Reading Excel Data Via the Knowledge Network

Python provides plenty of tools for reading and visualising different kinds of tabular data. Here we demonstrate using pandas and xlrd to load and manipulate excel data and the display this data in a matplotlib graph. Using a simple custom widget defined in the 'Filtering Widget.ipynb'.

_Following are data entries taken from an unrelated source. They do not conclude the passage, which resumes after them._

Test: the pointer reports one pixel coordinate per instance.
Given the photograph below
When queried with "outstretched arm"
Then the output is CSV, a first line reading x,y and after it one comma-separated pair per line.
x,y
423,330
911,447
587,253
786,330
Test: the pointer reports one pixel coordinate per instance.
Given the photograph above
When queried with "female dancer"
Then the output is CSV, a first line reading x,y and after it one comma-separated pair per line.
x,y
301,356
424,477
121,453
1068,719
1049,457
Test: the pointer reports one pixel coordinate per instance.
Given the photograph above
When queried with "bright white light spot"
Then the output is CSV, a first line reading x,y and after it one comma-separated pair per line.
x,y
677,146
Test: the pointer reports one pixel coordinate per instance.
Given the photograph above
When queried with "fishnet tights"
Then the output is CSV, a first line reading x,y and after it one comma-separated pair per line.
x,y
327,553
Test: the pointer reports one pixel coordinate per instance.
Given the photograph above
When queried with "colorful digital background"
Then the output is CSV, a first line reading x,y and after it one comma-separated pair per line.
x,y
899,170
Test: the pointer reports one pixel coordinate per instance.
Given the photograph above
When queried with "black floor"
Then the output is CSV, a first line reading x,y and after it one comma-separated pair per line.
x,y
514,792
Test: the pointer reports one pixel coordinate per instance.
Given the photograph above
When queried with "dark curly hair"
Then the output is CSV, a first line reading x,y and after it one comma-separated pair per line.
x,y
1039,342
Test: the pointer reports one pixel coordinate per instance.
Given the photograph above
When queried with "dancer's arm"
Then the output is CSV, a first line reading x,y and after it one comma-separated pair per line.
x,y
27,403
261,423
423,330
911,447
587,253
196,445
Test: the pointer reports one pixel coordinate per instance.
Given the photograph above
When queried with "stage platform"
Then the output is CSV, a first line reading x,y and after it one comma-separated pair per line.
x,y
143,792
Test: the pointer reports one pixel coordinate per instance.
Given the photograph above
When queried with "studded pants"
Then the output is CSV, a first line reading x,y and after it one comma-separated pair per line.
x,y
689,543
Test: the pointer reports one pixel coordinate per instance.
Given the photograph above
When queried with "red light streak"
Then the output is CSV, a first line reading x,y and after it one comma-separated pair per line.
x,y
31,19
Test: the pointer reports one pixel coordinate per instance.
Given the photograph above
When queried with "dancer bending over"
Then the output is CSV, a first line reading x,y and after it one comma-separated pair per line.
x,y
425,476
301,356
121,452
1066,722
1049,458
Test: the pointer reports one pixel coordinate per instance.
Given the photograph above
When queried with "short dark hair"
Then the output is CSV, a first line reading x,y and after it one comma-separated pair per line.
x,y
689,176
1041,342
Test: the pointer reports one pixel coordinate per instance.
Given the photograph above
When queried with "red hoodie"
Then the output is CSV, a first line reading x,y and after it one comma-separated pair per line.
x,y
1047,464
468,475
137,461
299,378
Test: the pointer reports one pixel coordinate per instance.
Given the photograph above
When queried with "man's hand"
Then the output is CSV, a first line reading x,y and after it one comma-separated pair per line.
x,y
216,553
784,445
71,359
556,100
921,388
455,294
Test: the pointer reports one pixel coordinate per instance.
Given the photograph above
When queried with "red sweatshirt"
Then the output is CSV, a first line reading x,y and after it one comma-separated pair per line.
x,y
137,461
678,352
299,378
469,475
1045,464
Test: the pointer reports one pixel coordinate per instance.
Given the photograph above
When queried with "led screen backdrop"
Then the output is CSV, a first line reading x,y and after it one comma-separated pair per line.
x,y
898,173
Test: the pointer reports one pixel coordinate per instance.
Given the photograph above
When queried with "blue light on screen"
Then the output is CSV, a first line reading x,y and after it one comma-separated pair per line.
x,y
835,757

This notebook was developed by the Oznome Project and is available at https://github.com/oznome/jupyter-examples. The filtering widget was produced in conjunction with the Oznome project as part of the CSIRO EUDM project.



In [155]:

    
import pandas, xlrd, requests, json
from pandas import np
import matplotlib.pyplot as plt
pandas.set_option('display.max_columns', 500)
%matplotlib inline

We request a data record from the CSIRO Knowledge Network



In [82]:

    
response = requests.get("http://kn.csiro.au/api/dataset?id=http%3A%2F%2Foznome.csiro.au%2Fid%2Fdata%2Fdata-gov-au%2Fsaimos-biological-and-flow-cytometry-data-collected-from-ctd-stations-in-south-australia-i-20142")
json_data = response.json()

Exploring the json respone data we can then figure out how to query this record for futher details. First though lets create a class (from https://stackoverflow.com/questions/18873066/pretty-json-formatting-in-ipython-notebook) to make our json easier to explore.



In [159]:

    
import uuid
from IPython.display import display_javascript, display_html, display
import json

class RenderJSON(object):
    def __init__(self, json_data):
        if isinstance(json_data, dict):
            self.json_str = json.dumps(json_data)
        else:
            self.json_str = json_data
        self.uuid = str(uuid.uuid4())

    def _ipython_display_(self):
        display_html('<div id="{}" style="height: 600px; width:100%;"></div>'.format(self.uuid), raw=True)
        display_javascript("""
        require(["https://rawgit.com/caldwell/renderjson/master/renderjson.js"], function() {
        document.getElementById('%s').appendChild(renderjson(%s))
        });
        """ % (self.uuid, self.json_str), raw=True)



In [160]:

    
json_data = response.json()
RenderJSON(json_data)

By using a python list comprehension we can query a particular excel workbook that is referenced in the metadata record



In [84]:

    
url = [resource for resource in json_data["resources"] if "Picophytoplankton" in resource["name"]][0]["url"]
url









    Out[84]:





'http://data.aodn.org.au/IMOS/SAIMOS/Flow_Cytometry/2014/07/2014_07_SAIMOS_ANMN_Picophyto_FV02.xls'

Then using requests we can query the specific excel workbook and open it using xlrd



In [85]:

    
r = requests.get(url)
book = xlrd.open_workbook(file_contents=r.content)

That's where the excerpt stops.